Plus de femmes et de nouveaux arrivants
Pour Pierre Corriveau, président de l’Ordre des architectes du Québec (OAQ), cette nouvelle génération d’architectes se distingue d’abord par une forte féminisation, contrairement à celles qui l’ont précédée. Les chiffres sont éloquents : les femmes représentent désormais 44,4 % des membres de l’OAQ, alors qu’elles n’étaient que 31,6 % en 2012. Dans les programmes universitaires d’architecture, elles constituent même la majorité, à 65 %.
La profession se diversifie, aussi. La part des immigrants dans l’effectif d’architectes est passée de 22 % à 26 % entre 2016 et 2021. « Leur apport est très utile et très apprécié », remarque Pierre Corriveau.

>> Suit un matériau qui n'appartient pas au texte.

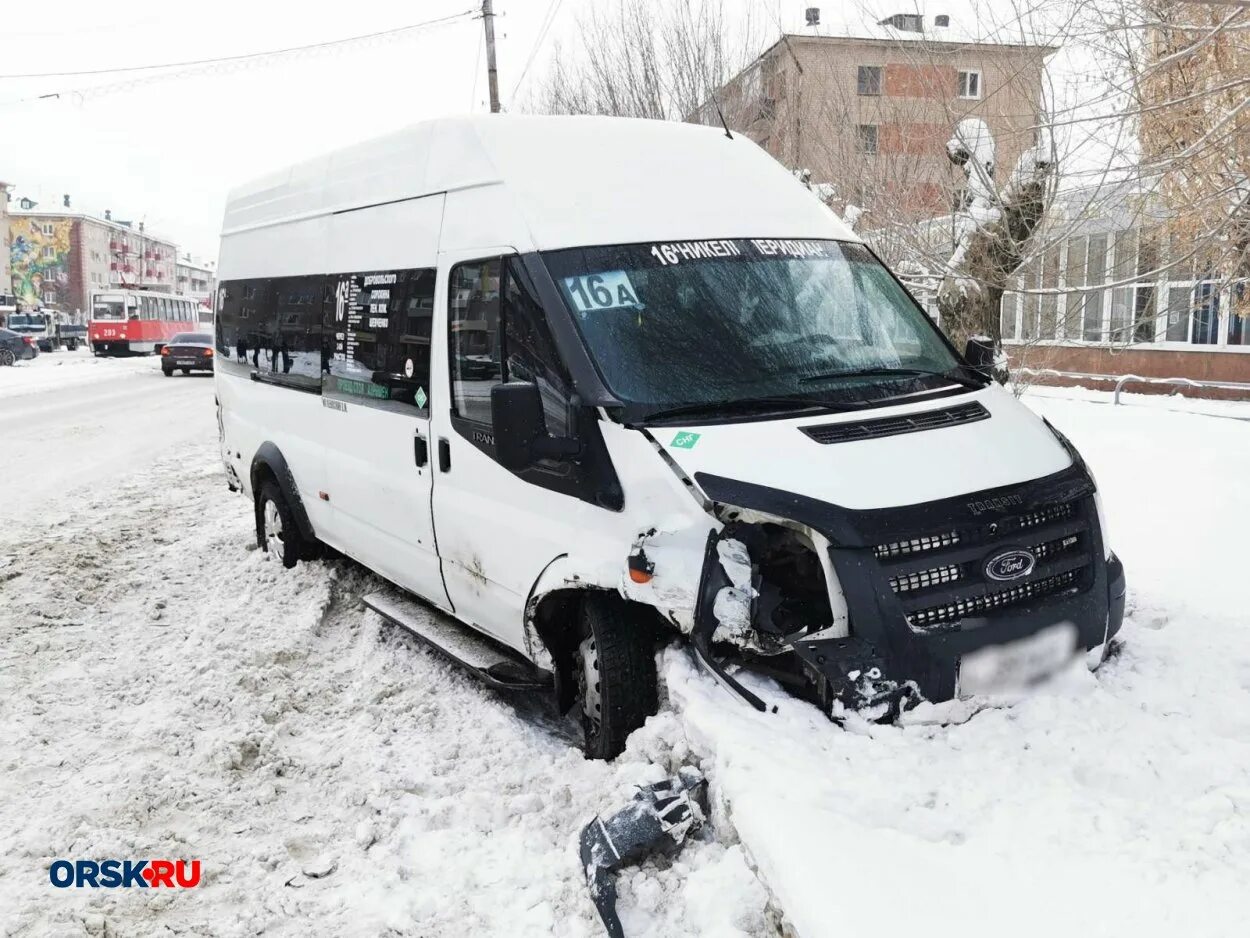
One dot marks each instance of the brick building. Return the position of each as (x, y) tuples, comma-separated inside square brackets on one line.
[(195, 278), (58, 257), (869, 108)]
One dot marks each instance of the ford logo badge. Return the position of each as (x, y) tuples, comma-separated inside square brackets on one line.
[(1010, 564)]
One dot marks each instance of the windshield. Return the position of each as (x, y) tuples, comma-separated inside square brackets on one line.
[(728, 320), (106, 308)]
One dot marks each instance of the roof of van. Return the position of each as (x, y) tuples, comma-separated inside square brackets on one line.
[(571, 180)]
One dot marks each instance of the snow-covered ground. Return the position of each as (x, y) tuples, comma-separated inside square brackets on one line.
[(166, 692)]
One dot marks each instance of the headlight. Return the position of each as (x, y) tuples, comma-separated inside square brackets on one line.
[(1101, 525)]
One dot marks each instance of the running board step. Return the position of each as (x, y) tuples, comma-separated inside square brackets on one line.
[(489, 660)]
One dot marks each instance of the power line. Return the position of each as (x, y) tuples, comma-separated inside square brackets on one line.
[(216, 60), (553, 11)]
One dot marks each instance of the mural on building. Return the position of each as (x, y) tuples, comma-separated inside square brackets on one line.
[(40, 255)]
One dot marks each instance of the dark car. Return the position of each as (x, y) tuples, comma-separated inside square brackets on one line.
[(188, 352), (15, 347)]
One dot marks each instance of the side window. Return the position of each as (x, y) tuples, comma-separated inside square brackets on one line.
[(500, 334), (296, 347), (473, 338), (245, 328), (530, 353), (379, 343)]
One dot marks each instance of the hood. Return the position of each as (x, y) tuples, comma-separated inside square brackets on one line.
[(1010, 445)]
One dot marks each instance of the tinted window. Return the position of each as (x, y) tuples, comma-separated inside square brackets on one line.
[(295, 349), (380, 342), (473, 338), (529, 350), (246, 325)]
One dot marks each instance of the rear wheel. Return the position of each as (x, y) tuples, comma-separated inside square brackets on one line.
[(276, 532), (615, 672)]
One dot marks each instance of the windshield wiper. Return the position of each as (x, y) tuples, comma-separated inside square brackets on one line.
[(955, 375), (748, 405)]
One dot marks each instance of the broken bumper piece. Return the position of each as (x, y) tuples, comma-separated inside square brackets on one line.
[(658, 819)]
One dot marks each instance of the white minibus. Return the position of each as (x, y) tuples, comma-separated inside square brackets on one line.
[(588, 385)]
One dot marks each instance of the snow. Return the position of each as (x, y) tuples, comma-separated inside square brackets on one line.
[(1109, 804), (168, 692)]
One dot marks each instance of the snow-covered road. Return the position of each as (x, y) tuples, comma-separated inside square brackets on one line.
[(166, 692)]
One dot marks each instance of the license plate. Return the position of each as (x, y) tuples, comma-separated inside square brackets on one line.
[(1016, 664)]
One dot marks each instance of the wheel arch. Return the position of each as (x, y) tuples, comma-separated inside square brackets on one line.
[(553, 619), (269, 463)]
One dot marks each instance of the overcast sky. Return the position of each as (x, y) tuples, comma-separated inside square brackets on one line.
[(164, 146)]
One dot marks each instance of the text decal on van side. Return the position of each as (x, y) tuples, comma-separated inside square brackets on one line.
[(609, 289), (685, 440)]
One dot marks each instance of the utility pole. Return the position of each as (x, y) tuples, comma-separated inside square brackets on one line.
[(488, 18)]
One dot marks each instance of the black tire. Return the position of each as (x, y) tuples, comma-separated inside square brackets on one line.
[(615, 673), (289, 544)]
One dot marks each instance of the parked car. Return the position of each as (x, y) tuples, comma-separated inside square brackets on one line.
[(34, 325), (15, 347), (676, 399), (188, 352), (68, 335)]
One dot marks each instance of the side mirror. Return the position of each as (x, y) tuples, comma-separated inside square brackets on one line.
[(518, 422), (980, 354)]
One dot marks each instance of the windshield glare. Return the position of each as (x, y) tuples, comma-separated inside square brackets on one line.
[(704, 322), (106, 309)]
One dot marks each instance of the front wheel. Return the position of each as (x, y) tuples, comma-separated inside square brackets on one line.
[(615, 670), (276, 532)]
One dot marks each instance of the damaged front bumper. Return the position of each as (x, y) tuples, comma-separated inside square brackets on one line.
[(925, 588)]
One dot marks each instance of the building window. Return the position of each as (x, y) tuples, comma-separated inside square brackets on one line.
[(866, 138), (970, 84), (870, 79)]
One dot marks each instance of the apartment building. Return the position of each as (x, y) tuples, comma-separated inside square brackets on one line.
[(869, 108), (195, 277), (1151, 277), (58, 257)]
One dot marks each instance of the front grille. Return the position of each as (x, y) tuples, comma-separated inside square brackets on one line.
[(923, 579), (853, 430), (976, 605), (940, 578), (916, 545), (1046, 515), (953, 573)]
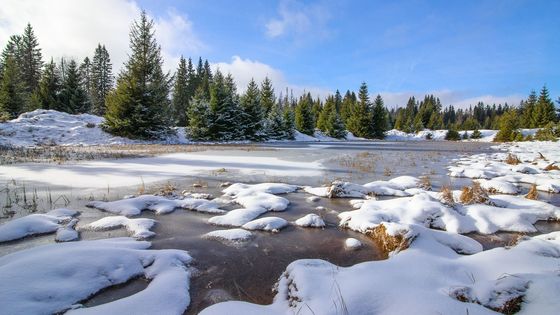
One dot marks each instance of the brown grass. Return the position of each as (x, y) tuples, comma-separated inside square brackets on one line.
[(512, 159), (425, 182), (533, 193), (552, 167), (389, 243), (447, 196), (474, 194)]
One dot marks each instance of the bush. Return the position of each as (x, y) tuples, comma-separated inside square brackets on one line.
[(476, 134), (452, 135)]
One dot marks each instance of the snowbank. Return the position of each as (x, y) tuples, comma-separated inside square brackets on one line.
[(53, 278), (34, 224), (483, 282)]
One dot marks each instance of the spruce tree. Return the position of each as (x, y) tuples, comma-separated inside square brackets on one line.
[(359, 123), (252, 112), (274, 125), (49, 87), (32, 60), (138, 107), (545, 111), (73, 98), (102, 80), (304, 115), (288, 118), (181, 95), (268, 99), (379, 119), (198, 113), (12, 90)]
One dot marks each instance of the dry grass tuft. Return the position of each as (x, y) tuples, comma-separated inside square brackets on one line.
[(447, 196), (389, 243), (474, 194), (512, 159), (425, 182), (533, 193), (552, 167)]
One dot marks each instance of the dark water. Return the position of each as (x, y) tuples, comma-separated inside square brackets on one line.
[(248, 272)]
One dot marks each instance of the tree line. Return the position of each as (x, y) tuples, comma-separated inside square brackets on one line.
[(146, 102)]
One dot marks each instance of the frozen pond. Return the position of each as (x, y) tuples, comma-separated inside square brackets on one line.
[(248, 271)]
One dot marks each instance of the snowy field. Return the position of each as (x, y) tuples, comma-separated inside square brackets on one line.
[(293, 228)]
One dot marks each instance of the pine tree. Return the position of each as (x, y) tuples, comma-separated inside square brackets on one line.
[(49, 87), (544, 110), (379, 119), (181, 95), (86, 80), (359, 123), (224, 109), (198, 113), (138, 107), (73, 98), (101, 80), (12, 90), (252, 117), (304, 115), (289, 122), (268, 99), (32, 61), (274, 125)]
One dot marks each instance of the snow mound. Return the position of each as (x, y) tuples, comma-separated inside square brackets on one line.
[(229, 236), (310, 220), (237, 217), (68, 232), (34, 224), (270, 224), (483, 282), (53, 278), (50, 127), (140, 227), (510, 213), (158, 204), (352, 243), (534, 166)]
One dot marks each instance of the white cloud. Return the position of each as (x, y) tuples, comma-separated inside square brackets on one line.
[(299, 20), (243, 70), (69, 28)]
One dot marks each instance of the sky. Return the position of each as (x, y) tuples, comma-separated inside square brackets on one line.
[(494, 51)]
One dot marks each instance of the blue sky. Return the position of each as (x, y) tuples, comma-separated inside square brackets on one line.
[(461, 50)]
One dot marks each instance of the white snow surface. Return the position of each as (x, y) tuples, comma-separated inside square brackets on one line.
[(33, 224), (310, 220), (53, 278), (139, 227), (270, 224), (511, 213), (158, 204), (485, 279), (531, 170), (352, 243)]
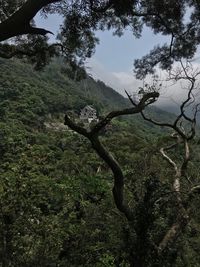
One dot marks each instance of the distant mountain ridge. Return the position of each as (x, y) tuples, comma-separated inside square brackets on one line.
[(35, 95)]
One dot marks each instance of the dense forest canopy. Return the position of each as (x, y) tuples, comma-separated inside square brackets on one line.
[(57, 207), (55, 194)]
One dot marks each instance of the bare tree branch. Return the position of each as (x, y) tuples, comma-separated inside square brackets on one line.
[(93, 136), (19, 22)]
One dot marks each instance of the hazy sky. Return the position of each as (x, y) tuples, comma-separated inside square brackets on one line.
[(114, 57)]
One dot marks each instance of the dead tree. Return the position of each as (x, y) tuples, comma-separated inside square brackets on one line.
[(181, 134)]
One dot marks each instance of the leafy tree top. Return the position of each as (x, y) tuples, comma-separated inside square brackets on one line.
[(81, 18)]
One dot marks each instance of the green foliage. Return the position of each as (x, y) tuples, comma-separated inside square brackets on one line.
[(56, 204)]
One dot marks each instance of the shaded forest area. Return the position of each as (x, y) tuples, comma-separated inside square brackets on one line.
[(56, 198)]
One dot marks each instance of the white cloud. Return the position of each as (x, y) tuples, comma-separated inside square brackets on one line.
[(170, 94)]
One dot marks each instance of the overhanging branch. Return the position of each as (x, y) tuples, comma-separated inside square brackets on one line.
[(19, 22)]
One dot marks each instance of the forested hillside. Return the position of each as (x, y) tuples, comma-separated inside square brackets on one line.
[(56, 198)]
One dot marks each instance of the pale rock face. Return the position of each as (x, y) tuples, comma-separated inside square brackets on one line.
[(88, 114)]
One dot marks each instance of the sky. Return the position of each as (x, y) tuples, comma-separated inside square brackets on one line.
[(114, 57)]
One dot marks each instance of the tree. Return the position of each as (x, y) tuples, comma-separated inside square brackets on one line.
[(183, 132), (82, 18)]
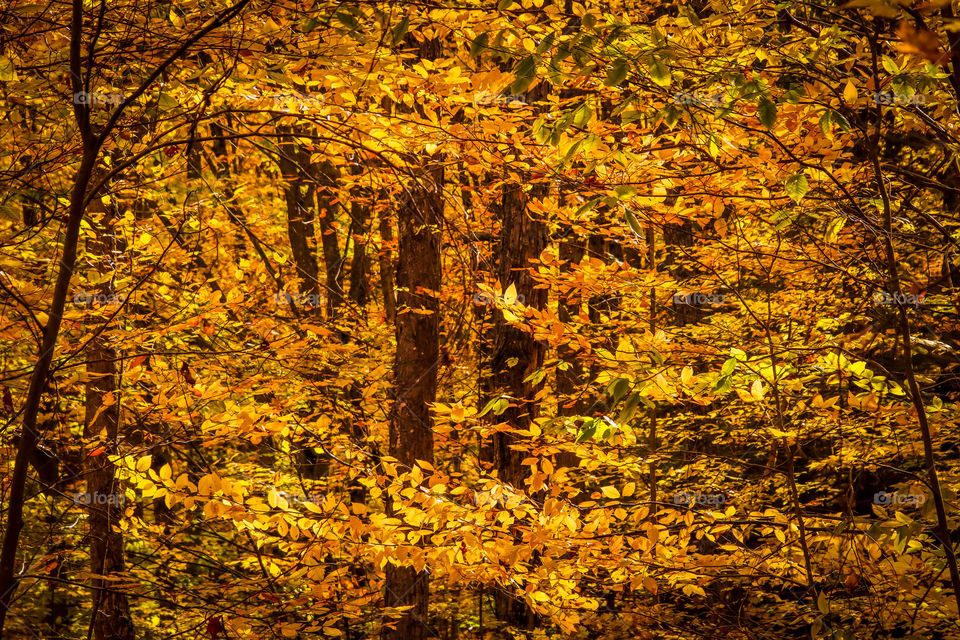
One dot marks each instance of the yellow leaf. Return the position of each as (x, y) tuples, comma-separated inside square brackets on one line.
[(510, 295), (850, 93), (650, 585), (610, 492), (143, 463)]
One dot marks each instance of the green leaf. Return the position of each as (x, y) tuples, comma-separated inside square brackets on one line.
[(525, 71), (833, 229), (619, 388), (479, 44), (890, 65), (617, 72), (582, 116), (728, 367), (587, 430), (659, 72), (796, 186), (633, 223), (587, 207), (767, 112), (546, 43), (629, 408)]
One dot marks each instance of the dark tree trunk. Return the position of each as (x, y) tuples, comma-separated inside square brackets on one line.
[(299, 194), (386, 267), (517, 354), (325, 178), (415, 371), (360, 227), (110, 616)]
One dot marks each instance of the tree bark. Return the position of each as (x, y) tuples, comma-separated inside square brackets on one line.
[(415, 371), (522, 239)]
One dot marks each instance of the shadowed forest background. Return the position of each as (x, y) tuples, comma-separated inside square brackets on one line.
[(473, 320)]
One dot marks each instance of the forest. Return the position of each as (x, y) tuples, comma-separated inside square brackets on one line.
[(479, 319)]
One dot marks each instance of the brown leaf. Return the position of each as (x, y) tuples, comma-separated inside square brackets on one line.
[(920, 42)]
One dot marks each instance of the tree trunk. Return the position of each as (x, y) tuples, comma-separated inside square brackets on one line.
[(110, 616), (298, 193), (517, 355), (415, 371), (325, 178)]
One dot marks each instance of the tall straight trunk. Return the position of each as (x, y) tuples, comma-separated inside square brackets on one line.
[(517, 354), (419, 270), (386, 267), (325, 177), (360, 226), (299, 195), (415, 370), (110, 614)]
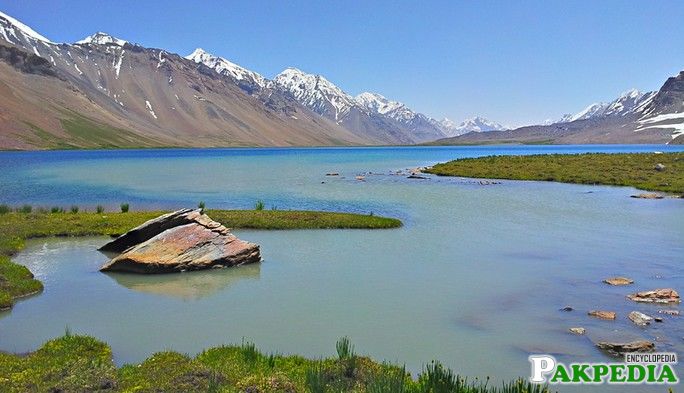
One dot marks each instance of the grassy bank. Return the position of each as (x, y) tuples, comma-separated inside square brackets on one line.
[(15, 227), (633, 169), (81, 363)]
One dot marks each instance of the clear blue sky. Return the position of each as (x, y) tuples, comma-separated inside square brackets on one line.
[(517, 62)]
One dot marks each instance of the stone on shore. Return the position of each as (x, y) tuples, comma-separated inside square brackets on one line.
[(663, 295), (618, 281), (609, 315), (200, 244), (639, 318), (619, 349)]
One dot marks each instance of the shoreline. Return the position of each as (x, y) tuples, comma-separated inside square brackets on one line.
[(661, 172), (89, 363)]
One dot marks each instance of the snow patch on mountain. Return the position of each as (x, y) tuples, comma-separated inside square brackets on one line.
[(9, 27), (628, 102), (475, 124), (101, 38), (315, 92), (226, 67)]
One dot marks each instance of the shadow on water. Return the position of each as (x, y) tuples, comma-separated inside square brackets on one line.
[(188, 285)]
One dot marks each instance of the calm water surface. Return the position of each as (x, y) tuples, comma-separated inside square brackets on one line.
[(475, 278)]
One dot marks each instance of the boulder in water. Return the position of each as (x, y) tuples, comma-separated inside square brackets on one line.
[(196, 242)]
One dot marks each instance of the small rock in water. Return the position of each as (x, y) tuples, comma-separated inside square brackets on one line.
[(673, 313), (602, 314), (618, 281), (618, 349), (639, 318), (648, 195), (578, 330), (663, 295)]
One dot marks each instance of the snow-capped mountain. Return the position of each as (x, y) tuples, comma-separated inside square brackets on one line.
[(422, 127), (628, 102), (226, 67), (370, 114), (379, 104), (665, 110), (101, 38), (475, 124), (317, 93), (128, 95)]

Peu importe leur genre ou leur origine, les jeunes architectes sont touchés par l’urgence climatique, selon lui. « Je n’aime pas généraliser, mais ce désir de faire, d’agir, les rassemble. Ils veulent qu’on aille plus loin et ils nous poussent passablement là-dessus. »
L’OAQ constate en outre que les jeunes ne retournent pas dans leur région natale après leurs études. « Une très grande majorité des architectes est établie dans les grands centres. » L’Ordre entrevoit d’ailleurs l’offre d’architectes en région comme le défi de la prochaine décennie.
En raison de la pénurie de main-d’œuvre et d’un certain exode des architectes séniors des firmes vers les organismes publics, comme la Société québécoise des infrastructures (SQI), les bureaux n’ont pas d’autre choix que de faire de la place aux jeunes. « Il y a un manque d’architectes en mi-carrière », admet le président de l’OAQ.
Au-delà de l’architecture
Cédric Boulet observe une autre différence marquée entre sa génération et la nouvelle : son côté social. « Je n’en reviens pas à quel point les jeunes veulent être amis avec leurs collègues, dit-il. Le travail n’est pas qu’entre 9 h et 17 h. Ils organisent plein d’événements ensemble, ils prennent un verre après… »
Charles-Antoine Perreault est tout aussi étonné de ce constat. « Il y a une fusion qui se crée entre le travail et la vie personnelle, alors que pour nous, il y avait vraiment une distinction », remarque-t-il.
Archi- s’efforce donc de mettre la collaboration et son comité social à l’avant-plan. Le bureau propose de nombreuses activités et l’abonnement au gym. Les employés, jeunes et moins jeunes, participent aux discussions, partagent leurs connaissances. Les nouveaux bénéficient également d’un programme de mentorat. « Ils se voient assigner une personne-ressource plus expérimentée vers qui ils peuvent se tourner en cas de besoin », explique Maude Desjardins.
« Je pense que c’est important pour la relève de se sentir responsabilisée, de s’impliquer », remarque-t-elle.
Un vent de changement
La santé mentale, une question primordiale pour nombre de jeunes architectes, influence par ailleurs le choix de l’employeur. « En entrevue, l’avancement de carrière est important, mais les gens veulent surtout savoir si on offre un environnement de travail sain et respectueux », relate Cédric Boulet.
L’ambiance dans les bureaux d’architecture a évolué dans les dix dernières années au Québec. « Quand on a commencé dans le métier, c’était bien vu de mettre de la pression sur les employés, raconte Charles-Antoine Perreault. On était fiers de faire des heures supplémentaires et de travailler la fin de semaine. Ça ne passerait plus aujourd’hui. »
Ce changement de mentalité a des effets concrets sur la structure des firmes, du moins sur celle d’Archi-. « Au lieu d’avoir 30 employés qui travaillent 60 heures par semaine, on est 45, mais les gens travaillent 32, 35 ou 37 heures par semaine », illustre Cédric Boulet.